Togeun used to work for his father's company without any passion, so he quits his job and moves out from his parents' house in order to follow his dream in drawing. At the homecoming party (reunion party), Togeun begs Sonagi, a great illustrator, to teach him how to draw.
I was in for a little bit of a surprise when I picked up this manhwa. Of course, the main character's search for purpose in life as an artist was not unique, but the author's inclusion of other characters and their stories intertwining together made Salty Studio a great read. Sixty-six chapters about one single character's ambition can get tiring, so it was really fun poking into the lives of others who weren't in Togeun's situation but were similarly in their own conflicts.
Aside from Togeun, there was Sonagi, a girl he met in high school who was also an artist like him. Other neighbors in
their apartment were two siblings who fought all the time (a feisty girl with a crush and a brother lost in his own world) and a foreigner born in Korea. Don't forget Togeun's ex-girlfriend. The whole mix of these people sounds fun, doesn't it?
The soft and pretty artwork lends well to the feelings portrayed by the various characters as they go through their ordeals. I wasn't so impressed by it before due to its simplicity, but it grew on me and was easy to look at when I could feel a character's sadness, confusion, and loneliness. There were a few shots that I really liked looking at, too; they were so cute!
At first, I was bothered by how disjointed the plot seemed. I had expected this story to be all about Togeun and was randomly put in different places to learn about other people. That isn't to say that I disliked it, though, as I got used to it. I could identify with some of the characters' situations and it was very touching. Salty Studio was also pretty funny at times. The author really knew how to handle the things that happen in everyday life, which I really like.
If you're looking for a slice of life webtoon with some nice artwork, Salty Studio wouldn't be a bad choice. It's an enjoyable read and leaves you with a lovely taste in your mouth.
Okay, so before I begin, I just wanted to say that this was my favourite manga/webtoon of all time, and as someone who has read over 200 at least, that's saying a lot. It's a little dissapointing that Salty Studio has such a low score on MAL, but I really do love it, and I hope that the low score doesn't deter anyone from reading it.
Salty Studio is a collection of many stories from the lives of the many characters. The main characters, Togeun and Sonagi, are both artists who work together in the same studio. There are not many supporting characters, but all
of the supporting characters get their own backstory and time to shine. There are so many good story arcs in Salty Studio, with almost all of them being atleast a bit bittersweet. Willow, a highschool girl with an unrequited love, River, a highschool boy who doesn't know what to do with his future, Cookie, a man who just can't find a job no matter how hard he looks, and of course, Togeun and Sonagi. (I don't want to talk about their stories too much because... really big spoilers) The story of Salty Studio always builds up the characters, and not going to lie, brought tears to my eyes more than a few times.

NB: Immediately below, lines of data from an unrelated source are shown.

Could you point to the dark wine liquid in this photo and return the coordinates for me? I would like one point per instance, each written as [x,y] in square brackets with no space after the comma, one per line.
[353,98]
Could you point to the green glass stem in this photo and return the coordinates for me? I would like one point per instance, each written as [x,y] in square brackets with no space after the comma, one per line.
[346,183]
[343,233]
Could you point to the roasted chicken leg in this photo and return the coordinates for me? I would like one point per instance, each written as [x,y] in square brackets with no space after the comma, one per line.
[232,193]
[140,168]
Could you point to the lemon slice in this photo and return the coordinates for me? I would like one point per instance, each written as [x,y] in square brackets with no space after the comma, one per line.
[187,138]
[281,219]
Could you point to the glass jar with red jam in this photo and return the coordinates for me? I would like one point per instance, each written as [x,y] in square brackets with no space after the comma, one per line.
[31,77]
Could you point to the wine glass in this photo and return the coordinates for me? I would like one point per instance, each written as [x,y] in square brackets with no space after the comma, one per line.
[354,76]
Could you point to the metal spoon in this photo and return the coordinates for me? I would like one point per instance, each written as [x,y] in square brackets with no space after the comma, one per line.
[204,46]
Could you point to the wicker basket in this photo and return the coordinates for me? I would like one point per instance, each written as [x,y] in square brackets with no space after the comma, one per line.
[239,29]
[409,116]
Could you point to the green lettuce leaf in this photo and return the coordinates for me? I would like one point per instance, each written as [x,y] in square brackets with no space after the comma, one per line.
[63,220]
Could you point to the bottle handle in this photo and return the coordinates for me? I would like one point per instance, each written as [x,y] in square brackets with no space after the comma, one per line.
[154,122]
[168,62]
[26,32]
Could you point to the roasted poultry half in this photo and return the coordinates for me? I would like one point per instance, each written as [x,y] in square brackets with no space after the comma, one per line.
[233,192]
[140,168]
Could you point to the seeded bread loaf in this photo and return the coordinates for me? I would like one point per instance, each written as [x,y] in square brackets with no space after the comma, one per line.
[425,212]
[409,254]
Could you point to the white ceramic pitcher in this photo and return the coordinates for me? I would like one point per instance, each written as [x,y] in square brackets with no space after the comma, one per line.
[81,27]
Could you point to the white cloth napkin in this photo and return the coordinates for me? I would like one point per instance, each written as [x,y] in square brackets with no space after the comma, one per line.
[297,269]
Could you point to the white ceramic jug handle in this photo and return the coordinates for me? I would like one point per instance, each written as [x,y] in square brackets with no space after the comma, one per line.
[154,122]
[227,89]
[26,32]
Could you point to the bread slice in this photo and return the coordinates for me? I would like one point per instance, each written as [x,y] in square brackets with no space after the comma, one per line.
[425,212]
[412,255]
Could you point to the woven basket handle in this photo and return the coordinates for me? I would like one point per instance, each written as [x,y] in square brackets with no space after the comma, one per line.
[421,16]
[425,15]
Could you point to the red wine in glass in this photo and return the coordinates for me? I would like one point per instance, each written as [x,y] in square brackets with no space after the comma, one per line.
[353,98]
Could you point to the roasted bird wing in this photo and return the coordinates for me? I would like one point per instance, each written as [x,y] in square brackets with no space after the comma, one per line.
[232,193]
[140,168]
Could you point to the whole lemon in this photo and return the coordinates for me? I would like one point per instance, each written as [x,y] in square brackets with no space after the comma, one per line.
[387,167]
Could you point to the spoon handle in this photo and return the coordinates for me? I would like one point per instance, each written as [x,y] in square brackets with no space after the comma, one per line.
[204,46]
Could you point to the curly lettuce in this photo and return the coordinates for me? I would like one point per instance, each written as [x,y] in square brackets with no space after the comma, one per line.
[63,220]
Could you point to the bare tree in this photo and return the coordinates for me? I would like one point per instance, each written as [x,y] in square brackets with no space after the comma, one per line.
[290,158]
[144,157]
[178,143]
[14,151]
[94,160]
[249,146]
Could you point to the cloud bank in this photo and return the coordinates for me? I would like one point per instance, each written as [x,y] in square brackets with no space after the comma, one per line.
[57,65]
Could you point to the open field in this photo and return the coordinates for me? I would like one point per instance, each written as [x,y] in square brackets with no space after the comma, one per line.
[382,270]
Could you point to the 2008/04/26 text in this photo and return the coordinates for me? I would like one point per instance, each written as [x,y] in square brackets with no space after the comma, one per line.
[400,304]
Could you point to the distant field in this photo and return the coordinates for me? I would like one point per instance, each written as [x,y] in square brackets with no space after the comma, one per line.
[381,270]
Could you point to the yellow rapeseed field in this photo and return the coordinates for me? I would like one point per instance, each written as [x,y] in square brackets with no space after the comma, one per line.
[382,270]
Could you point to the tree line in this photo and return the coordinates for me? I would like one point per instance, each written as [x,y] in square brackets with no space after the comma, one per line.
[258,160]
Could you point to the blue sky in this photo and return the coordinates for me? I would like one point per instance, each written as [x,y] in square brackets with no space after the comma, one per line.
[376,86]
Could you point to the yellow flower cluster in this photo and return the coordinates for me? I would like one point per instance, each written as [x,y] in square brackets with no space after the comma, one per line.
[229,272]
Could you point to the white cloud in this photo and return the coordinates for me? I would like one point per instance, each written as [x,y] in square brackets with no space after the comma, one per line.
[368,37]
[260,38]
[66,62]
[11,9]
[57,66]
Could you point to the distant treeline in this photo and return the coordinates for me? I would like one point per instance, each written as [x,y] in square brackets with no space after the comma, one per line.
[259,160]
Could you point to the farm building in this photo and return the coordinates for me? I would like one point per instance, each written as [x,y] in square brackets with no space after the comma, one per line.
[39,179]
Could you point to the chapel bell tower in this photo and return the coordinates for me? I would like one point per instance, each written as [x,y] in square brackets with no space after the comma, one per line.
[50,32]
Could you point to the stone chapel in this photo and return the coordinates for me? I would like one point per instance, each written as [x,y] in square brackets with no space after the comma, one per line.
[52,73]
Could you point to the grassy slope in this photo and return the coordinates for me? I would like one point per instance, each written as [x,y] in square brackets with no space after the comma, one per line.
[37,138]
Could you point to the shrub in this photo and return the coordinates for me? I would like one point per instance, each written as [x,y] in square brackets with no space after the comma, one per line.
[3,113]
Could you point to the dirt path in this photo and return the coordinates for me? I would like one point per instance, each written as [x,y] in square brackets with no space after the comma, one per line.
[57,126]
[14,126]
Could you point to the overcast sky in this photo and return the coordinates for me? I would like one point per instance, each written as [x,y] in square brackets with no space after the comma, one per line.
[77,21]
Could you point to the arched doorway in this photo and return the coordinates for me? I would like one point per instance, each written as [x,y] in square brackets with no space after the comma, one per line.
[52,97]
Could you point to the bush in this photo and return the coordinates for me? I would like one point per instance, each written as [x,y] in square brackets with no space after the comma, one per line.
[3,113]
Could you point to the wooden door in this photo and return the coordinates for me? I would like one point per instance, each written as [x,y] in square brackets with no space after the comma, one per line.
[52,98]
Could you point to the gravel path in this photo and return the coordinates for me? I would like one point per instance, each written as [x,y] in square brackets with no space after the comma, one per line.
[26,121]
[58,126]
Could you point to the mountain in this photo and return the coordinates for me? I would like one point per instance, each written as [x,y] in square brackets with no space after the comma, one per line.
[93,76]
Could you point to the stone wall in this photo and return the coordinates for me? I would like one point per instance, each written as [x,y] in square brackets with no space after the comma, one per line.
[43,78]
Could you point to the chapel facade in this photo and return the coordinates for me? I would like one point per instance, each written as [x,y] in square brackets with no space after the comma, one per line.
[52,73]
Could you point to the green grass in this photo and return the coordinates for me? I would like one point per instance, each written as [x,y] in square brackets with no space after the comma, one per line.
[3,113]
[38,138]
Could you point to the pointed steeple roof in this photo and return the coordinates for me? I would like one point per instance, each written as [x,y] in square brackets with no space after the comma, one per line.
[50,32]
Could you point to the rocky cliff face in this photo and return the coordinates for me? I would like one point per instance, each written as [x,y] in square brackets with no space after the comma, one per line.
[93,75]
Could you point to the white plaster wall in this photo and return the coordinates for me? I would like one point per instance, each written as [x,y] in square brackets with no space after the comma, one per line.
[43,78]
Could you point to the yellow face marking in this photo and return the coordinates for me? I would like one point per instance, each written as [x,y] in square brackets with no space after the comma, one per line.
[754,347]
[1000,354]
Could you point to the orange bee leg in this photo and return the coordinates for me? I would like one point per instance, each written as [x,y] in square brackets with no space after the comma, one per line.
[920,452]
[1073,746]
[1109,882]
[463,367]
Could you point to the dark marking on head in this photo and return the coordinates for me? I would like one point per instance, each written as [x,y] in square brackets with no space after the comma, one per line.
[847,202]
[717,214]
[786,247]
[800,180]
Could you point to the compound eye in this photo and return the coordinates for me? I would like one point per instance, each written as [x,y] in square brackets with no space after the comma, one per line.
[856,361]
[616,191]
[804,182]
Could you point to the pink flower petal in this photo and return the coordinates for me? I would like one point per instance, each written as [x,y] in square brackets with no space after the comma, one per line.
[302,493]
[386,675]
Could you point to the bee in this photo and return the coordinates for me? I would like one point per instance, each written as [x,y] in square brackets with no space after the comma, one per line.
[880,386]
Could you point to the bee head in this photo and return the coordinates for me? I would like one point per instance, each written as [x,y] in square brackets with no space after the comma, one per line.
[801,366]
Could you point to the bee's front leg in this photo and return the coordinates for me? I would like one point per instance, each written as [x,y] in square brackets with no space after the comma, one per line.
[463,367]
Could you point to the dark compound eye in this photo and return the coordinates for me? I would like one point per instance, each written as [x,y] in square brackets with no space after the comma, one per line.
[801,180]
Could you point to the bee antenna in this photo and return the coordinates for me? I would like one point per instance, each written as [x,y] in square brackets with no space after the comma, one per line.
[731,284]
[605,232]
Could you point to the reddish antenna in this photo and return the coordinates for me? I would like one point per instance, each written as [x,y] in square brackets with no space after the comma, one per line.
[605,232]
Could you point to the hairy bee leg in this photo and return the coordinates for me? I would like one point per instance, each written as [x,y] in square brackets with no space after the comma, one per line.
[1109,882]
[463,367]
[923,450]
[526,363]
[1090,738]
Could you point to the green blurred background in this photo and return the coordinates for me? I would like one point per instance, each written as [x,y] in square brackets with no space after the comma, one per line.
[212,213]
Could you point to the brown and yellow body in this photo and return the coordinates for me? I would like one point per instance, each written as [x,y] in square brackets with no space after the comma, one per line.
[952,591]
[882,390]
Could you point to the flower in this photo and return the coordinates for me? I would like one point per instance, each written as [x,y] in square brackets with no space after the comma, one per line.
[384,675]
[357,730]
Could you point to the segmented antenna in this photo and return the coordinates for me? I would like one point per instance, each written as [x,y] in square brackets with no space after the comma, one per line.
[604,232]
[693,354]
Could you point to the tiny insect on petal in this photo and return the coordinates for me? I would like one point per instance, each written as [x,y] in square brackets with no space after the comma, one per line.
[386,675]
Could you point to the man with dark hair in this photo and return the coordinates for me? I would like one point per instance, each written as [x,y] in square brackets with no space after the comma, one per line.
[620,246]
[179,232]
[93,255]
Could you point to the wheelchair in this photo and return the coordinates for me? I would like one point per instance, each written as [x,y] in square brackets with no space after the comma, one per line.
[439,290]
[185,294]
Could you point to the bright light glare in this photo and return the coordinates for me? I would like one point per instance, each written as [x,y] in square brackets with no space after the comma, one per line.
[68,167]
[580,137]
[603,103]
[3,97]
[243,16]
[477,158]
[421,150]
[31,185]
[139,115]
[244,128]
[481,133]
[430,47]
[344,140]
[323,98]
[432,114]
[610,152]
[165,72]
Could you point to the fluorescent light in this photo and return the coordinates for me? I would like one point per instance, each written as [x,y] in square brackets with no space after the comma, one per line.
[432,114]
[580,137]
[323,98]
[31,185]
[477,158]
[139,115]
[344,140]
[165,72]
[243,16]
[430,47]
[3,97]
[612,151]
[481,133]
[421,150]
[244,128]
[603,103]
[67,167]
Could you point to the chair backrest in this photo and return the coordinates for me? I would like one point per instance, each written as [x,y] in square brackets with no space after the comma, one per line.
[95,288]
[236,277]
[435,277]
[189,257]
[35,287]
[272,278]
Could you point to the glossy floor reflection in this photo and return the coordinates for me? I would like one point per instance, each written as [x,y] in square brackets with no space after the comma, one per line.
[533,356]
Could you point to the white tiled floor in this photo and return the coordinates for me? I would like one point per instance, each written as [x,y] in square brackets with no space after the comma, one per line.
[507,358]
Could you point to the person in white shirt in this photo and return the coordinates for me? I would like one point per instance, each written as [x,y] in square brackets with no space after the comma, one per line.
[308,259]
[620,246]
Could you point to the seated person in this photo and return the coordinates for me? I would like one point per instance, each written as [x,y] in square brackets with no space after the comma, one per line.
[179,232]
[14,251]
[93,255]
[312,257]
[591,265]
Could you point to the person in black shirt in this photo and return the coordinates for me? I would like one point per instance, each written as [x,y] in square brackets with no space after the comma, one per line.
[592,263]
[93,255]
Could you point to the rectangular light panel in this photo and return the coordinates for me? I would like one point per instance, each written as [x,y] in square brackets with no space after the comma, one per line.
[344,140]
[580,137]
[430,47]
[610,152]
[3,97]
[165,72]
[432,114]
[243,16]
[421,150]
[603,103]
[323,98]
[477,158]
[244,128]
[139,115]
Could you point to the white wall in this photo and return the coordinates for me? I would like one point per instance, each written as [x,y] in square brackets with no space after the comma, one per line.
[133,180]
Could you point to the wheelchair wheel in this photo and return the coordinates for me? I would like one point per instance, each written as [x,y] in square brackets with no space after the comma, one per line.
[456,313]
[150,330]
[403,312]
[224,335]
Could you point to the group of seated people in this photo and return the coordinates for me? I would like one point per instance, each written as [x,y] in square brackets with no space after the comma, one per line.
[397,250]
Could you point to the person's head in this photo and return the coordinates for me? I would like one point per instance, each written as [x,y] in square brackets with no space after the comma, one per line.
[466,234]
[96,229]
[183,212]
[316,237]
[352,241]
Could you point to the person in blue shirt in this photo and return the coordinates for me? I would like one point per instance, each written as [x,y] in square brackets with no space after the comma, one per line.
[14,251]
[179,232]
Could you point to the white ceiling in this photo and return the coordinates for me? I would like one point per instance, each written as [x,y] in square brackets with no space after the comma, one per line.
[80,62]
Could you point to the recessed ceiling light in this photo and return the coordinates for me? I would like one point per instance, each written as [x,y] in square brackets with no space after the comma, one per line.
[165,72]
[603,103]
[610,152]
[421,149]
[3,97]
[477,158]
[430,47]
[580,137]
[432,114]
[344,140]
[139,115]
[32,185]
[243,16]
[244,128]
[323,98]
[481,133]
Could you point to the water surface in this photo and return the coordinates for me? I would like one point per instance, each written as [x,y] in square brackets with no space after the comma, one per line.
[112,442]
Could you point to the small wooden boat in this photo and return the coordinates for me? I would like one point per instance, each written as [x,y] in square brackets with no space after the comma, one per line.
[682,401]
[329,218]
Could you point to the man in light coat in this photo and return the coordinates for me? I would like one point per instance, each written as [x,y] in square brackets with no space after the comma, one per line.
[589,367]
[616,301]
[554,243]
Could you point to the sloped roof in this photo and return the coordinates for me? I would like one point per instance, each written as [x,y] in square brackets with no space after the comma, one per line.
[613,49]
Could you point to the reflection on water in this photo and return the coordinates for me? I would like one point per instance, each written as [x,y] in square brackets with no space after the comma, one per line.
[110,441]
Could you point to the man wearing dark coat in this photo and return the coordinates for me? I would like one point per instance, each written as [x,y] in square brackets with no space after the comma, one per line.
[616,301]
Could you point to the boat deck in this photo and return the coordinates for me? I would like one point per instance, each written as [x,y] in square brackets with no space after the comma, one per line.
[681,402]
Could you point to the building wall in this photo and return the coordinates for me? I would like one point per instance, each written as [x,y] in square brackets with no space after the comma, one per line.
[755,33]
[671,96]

It's really simple. The art doesn't really have any detail to it, but it grew on me. It's cute and adorable, and it made the funny moments funnier, and made the heartfelt moments all the more touching. Also, there is a bonus at the end of each chapter that is always lovely.
If I could, I would rate this category even higher. I think that it's by far one of the most realistic webtoons/mangas out there. Not because everything is angsty, or it shows the dark and gritty side of life, but because sometimes, things don't go the way you want it to and you just have to deal with it. Soon enough, you'll forget about whatever that thing was, and have other problems to deal with. All of the characters felt very real. Nothing felt forced in this webtoon, and the interactions between all of the characters felt so genuine. It is because the author was able to work in each character's stories and struggles that made the characters so strong in this webtoon, and to this day, I can't find anything that rivals it.
What can I say? When I read this webtoon more than three years ago, I knew it was good, but as I recently revisited it, I realized how much of a gem it really was. I hope to see more from the author soon!
Oh boy the story really was a big trainwreck. It really did feel like a slice of life with the plot being such a giant mess. It did become confusing especially at the end. I get what the author was trying to do but the way it was carried out in the story felt too awkward and to some degree forced. Other than that, it was enjoyable seeing this group of individuals all being around together for no particular reason other than the company. It felt nostalgic, like spending time with friends but not something like going to the mall. It struck me
as doing something memorable with people close to you, something you'd never usually do like hiking or (cough) going to Antarctica. It's only in those times where you all are experiencing new things together and you see each other not as someone you grew up with or met at school but as who they are with their own distinct background and personality. It's a raw feeling.
I really admire omoyo's style of art and the main characters are adorable. It's a pretty minimalistic and simple style like most webcomics so there's nothing to really critique.
The characters are amazing. I truly loved how the author displayed how each character dealt with each problem, confronting them and running away from them. They're all human like with good aspects about them alongside traits that conflicted with others. Their interactions with each other felt human and not an artificial cliche.
I did enjoy this series, even now after rereading it and getting the story fresh in my mind once more. Overall, Salty Studio was heartwarming and heart wrenching at the same time.